This is the label that a consumer rights advocacy group wants the government to require meat dealers to replenish the food they send to grocery stores.
The recommendation is "ironic," Deborah Press, a lawyer for the medical board of responsible medicine, told CNN. The group represents 12,000 physicians whose mission includes the promotion of plant nutrition and ethical-scientific research.
But there are real concerns of the PCRM regarding the Food Safety Inspection System of the US Department of Agriculture.
The US Department of Agriculture has a "zero tolerance policy for faeces on meat and poultry," a spokeswoman told CNN.
USDA said it would send inspectors to facilities that would view a "statistically valid selection of carcasses randomly selected during the production shift".

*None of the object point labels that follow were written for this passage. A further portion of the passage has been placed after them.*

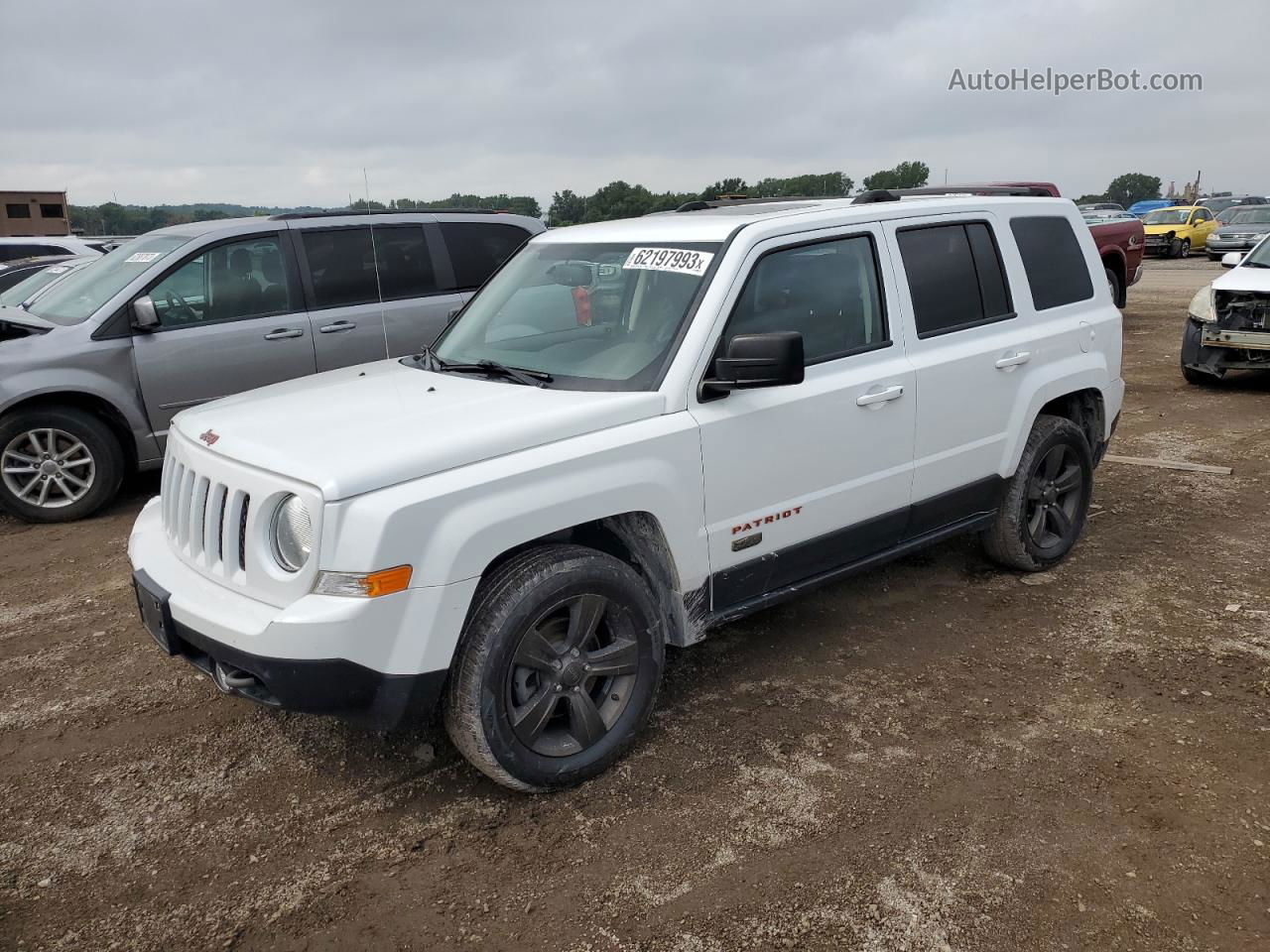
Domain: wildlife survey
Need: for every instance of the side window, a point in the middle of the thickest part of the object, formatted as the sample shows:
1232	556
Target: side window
226	284
476	249
1053	261
403	262
828	293
955	277
341	267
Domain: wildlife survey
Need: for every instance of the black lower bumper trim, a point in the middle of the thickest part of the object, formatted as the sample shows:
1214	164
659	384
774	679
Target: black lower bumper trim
318	685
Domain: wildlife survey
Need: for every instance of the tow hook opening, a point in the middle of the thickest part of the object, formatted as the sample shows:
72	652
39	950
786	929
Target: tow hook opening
231	679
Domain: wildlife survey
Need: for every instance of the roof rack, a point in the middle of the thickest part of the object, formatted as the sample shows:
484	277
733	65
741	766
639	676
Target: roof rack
725	200
287	216
894	194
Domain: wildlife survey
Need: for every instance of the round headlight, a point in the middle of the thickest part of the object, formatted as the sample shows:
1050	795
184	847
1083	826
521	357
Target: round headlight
293	535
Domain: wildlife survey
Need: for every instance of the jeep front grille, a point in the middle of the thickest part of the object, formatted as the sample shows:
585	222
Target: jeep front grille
198	515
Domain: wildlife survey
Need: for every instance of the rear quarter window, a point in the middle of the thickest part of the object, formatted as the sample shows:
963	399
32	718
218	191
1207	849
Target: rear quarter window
476	249
1053	261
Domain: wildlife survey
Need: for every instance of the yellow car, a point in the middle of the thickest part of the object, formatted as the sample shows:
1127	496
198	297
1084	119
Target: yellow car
1176	231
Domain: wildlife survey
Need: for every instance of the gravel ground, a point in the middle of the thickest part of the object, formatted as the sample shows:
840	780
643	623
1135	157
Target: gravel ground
934	756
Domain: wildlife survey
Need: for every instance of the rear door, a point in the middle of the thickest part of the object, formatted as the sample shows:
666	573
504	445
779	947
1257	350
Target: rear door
230	318
970	352
336	267
417	285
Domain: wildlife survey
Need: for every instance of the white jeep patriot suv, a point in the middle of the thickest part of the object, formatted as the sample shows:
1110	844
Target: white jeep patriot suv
633	431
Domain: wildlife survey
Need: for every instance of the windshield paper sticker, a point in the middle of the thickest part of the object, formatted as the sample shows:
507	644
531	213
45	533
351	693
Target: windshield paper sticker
670	259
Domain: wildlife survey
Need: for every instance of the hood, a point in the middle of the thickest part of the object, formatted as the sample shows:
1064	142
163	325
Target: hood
363	428
1243	278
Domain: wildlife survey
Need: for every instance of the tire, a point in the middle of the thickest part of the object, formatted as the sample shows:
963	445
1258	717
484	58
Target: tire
1039	524
90	454
1114	286
520	705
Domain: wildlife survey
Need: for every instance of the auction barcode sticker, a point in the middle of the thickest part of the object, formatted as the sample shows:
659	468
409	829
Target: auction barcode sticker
670	259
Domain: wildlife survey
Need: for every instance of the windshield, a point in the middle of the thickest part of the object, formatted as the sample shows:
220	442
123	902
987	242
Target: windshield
79	295
1167	217
1257	214
1260	255
32	284
594	316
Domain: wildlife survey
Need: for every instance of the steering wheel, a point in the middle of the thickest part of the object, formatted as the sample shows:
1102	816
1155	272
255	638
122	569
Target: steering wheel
177	304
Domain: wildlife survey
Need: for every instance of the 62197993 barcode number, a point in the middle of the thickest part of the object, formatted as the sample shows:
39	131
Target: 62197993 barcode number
670	259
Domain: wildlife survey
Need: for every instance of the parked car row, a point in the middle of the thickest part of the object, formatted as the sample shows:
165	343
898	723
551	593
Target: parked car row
94	366
633	431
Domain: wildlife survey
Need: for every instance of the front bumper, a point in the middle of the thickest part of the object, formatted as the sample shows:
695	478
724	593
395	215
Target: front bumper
376	661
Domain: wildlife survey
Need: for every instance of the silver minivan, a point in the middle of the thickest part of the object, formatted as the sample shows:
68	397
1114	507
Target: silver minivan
93	370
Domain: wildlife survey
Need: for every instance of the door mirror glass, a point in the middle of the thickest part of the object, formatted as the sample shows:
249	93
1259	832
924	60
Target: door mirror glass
757	361
144	316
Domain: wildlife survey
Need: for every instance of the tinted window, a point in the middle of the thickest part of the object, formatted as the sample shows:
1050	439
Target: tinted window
953	277
828	293
404	263
226	284
1053	261
341	267
476	249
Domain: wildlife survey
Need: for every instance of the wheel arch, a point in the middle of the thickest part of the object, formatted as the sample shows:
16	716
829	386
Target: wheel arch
638	539
87	403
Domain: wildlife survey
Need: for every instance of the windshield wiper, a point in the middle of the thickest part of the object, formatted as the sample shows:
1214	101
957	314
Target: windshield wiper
429	361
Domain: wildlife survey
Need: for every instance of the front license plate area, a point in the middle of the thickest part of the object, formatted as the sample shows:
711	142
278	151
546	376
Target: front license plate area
153	606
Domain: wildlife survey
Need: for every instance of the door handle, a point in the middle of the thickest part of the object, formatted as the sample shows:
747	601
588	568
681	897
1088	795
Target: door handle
879	397
1010	361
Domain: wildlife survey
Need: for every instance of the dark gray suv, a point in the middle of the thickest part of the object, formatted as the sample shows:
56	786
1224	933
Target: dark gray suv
93	370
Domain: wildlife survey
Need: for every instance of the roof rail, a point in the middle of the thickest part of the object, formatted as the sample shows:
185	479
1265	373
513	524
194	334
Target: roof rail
289	216
894	194
725	200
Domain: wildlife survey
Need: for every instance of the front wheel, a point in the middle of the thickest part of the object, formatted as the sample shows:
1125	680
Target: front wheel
58	463
1047	499
558	667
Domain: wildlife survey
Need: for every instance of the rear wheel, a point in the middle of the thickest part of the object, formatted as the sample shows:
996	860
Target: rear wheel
1112	286
1047	499
58	463
558	667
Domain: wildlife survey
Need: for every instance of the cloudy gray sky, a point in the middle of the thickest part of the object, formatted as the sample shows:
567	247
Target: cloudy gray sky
284	102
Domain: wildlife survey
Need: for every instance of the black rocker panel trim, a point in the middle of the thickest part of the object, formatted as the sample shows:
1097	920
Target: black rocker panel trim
953	506
729	613
775	575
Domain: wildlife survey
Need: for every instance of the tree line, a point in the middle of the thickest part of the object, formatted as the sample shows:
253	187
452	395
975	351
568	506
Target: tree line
617	199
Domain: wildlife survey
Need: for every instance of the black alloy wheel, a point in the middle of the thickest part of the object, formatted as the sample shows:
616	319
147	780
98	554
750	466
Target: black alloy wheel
571	678
1055	494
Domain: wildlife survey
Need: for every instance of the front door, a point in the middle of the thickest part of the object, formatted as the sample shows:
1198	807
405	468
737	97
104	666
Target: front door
230	318
807	477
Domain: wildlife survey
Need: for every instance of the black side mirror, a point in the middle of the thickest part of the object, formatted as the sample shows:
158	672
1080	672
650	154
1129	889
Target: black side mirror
760	361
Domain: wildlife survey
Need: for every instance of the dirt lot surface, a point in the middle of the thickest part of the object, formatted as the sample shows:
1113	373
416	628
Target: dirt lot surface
934	756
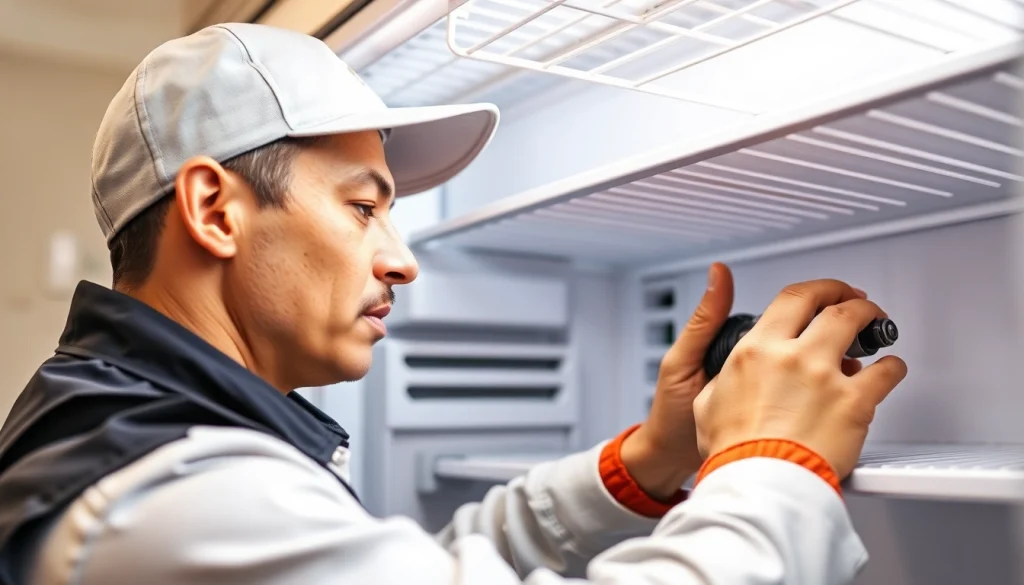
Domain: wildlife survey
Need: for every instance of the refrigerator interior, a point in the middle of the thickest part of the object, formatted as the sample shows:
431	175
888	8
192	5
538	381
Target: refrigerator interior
871	140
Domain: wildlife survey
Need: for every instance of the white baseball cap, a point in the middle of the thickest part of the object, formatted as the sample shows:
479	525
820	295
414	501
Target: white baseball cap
229	88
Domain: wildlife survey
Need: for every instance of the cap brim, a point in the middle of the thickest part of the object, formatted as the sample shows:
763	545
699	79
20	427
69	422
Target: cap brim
427	147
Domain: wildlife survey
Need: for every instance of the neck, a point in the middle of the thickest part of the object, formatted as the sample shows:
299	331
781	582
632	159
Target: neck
204	315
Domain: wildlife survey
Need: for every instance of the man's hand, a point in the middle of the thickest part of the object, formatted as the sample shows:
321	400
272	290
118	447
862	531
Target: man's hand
785	378
663	453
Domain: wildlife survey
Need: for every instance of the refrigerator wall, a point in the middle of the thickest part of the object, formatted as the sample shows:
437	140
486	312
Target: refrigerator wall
879	144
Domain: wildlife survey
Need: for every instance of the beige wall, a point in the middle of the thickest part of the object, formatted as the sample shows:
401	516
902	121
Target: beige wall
48	116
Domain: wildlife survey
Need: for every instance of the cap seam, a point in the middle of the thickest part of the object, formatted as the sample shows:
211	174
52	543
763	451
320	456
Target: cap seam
264	75
144	126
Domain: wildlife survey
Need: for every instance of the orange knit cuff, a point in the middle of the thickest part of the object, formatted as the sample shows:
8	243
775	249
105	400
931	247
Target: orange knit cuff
622	486
778	449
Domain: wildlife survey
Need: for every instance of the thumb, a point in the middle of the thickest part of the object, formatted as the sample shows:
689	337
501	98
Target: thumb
707	319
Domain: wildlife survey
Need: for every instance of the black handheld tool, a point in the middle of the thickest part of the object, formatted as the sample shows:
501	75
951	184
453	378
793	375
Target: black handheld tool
880	333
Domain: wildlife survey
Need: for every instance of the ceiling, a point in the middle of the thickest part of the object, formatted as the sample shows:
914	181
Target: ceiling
110	34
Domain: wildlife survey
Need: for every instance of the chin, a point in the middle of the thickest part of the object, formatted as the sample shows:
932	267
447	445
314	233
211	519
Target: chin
354	364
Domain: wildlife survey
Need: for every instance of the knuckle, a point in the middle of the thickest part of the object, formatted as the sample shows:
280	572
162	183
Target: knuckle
745	353
796	290
839	312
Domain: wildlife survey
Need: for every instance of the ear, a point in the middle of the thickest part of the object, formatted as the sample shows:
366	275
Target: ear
210	205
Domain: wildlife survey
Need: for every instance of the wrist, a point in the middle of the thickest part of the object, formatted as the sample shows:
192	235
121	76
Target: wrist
659	472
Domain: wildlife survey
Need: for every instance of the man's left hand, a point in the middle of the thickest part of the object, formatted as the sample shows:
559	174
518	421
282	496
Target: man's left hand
663	453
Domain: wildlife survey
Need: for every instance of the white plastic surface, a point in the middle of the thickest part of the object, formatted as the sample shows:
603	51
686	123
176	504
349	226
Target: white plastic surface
942	142
481	299
963	472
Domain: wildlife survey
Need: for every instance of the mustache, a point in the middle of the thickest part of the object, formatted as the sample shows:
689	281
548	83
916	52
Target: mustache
386	297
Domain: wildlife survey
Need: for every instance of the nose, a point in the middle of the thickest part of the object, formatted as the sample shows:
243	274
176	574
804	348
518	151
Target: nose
394	263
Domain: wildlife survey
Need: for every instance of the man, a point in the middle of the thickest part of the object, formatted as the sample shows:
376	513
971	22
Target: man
241	180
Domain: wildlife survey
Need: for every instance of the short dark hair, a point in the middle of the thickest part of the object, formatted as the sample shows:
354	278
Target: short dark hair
266	169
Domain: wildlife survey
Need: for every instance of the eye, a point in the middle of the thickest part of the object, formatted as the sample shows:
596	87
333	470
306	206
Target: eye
366	210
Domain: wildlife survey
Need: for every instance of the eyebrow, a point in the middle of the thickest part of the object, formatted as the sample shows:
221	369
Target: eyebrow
373	177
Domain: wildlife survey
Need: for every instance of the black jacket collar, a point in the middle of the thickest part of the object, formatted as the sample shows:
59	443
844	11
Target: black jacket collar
129	334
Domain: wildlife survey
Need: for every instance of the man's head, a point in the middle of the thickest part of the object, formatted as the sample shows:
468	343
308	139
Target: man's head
244	177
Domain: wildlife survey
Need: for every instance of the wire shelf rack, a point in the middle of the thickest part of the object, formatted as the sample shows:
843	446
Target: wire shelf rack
645	45
940	147
506	51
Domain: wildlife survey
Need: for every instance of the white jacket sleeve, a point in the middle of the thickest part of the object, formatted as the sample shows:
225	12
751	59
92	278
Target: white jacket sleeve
233	506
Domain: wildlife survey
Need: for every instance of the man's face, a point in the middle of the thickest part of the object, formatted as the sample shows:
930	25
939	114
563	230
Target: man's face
314	279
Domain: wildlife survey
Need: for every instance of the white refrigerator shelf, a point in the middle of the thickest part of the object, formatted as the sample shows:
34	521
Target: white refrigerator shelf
934	148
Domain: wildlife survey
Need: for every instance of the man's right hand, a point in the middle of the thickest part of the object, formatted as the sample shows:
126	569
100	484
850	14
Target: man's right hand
785	379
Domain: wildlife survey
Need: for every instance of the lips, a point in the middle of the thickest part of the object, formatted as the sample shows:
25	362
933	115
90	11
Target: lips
376	319
379	312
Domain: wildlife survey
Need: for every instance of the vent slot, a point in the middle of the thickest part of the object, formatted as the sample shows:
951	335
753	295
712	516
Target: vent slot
484	392
659	298
469	363
660	334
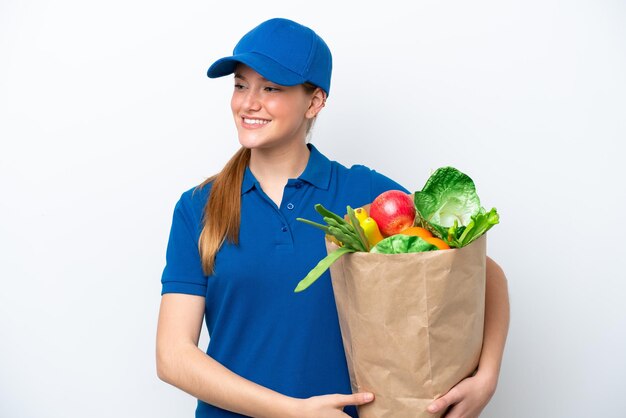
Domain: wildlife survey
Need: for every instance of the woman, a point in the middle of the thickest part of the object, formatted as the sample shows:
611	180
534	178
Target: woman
236	252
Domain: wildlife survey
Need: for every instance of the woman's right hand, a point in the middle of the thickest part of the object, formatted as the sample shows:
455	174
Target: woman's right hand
331	406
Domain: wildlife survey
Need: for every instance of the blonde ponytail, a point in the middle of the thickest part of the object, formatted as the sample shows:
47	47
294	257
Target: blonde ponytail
222	212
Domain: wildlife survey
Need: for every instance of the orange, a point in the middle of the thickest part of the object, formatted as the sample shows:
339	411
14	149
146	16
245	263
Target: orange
439	243
417	231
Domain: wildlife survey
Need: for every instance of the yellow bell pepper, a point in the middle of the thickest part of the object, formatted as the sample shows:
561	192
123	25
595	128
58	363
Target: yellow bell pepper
360	214
372	233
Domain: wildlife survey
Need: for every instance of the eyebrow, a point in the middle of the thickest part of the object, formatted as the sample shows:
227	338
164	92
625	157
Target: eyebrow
238	75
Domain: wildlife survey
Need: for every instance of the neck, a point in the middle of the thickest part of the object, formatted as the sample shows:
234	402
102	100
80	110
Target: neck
279	165
273	167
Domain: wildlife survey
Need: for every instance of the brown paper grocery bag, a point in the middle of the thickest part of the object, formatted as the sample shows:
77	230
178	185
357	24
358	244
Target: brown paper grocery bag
412	324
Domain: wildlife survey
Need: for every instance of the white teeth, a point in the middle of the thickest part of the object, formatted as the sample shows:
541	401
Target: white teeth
257	121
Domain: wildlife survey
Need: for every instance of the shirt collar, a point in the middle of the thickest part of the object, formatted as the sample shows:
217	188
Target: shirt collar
317	172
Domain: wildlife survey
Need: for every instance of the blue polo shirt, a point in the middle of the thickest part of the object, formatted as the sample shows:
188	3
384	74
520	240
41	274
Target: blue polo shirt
258	327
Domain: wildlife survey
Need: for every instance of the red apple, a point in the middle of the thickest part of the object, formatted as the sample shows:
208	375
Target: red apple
393	211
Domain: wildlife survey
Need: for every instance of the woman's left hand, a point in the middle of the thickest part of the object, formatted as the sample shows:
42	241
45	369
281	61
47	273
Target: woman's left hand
467	399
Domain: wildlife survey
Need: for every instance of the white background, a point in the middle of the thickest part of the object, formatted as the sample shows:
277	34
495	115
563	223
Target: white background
107	116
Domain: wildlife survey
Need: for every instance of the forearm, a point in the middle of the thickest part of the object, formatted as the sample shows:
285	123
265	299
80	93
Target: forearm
496	321
196	373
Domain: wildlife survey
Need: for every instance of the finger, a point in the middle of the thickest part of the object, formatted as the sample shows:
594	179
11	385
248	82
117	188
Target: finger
354	399
442	403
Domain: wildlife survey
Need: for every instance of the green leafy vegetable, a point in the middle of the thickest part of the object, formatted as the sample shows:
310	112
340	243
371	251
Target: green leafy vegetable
449	206
321	267
398	244
351	236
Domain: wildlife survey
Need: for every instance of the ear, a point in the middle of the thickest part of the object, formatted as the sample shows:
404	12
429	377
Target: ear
318	101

When inspectors find fecal matter on an animal carcass, they ensure that contaminated meat can not enter the food supply, USDA said. And when inspectors observe repeated violations, the FSIS is introducing "progressive enforcement measures" against the meat company. However, Press says the USDA's current inspection policy is not good enough, as it applies only to fecal matter that is "visible" in the production line
This means that those working on the line scan about three birds per second. They whiz at a speed that is hard for the naked eye to understand.
Doctors seek answers
For at least six years, the PCRM has asked questions about feces in the birds we eat daily.
Yesterday, the group filed suit with a federal court in Washington, DC.
The question is primarily important for the obvious gross factor. "Nobody wants to eat feces," says press. But it gets worse fast: harmful microbes like E. Coli are found in feces.
Despite their questions and aftercare, they state that they are not receiving direct responses from the government to their food inspection procedures.
Press says the term misleads the public.
The USDA did not respond to the petition.
In 2017, the PCRM filed a petition for the Freedom of Information Act, which included "Records on Number of USDA Poultry Inspectors, Detection Rates for Visible Faecal Impurities in Poultry, Average Poultry Line Speed, USDA Poultry Inspection Rates, and Inspection Training."
In a statement, a spokeswoman for the Department of Agriculture told CNN that the USDA can not comment on outstanding issues
The demand for "visible" faecal contamination lies in the intestines The PCRM says of these chickens.
In their complaint, the group cites an unnamed federal inspector who spoke with them:
"We often see birds running down the throat with stuffy bowels that are full of droppings," said the inspector. "If no fecal matter is contaminated on the bird's skin, we can not help it if the bird goes down that line."
From there, the bird got into a large water tank, the chill tank. Faeces in the intestine can be easily rinsed out and attached to other avian carcasses in the tank. The inspector mentioned in PCRM's complainant said this is sometimes referred to as "fecal soup".
"Hope for Reform"
Press said the complaint faces a tough fight in court. However, she was optimistic that a reform is possible.
"The Jungle" came out in 1904, "she said," at that time there was no federal oversight "of food production, but Theodore Roosevelt, the then president, read the damn novel describing the horrors of meat packaging. He called for action.
In 1906, the Roosevelt Congress signed the Meat Inspection Act and the Pure Food and Drug Act.
The press hopes that PCRM can address the advances in today's industry through improvements in food safety.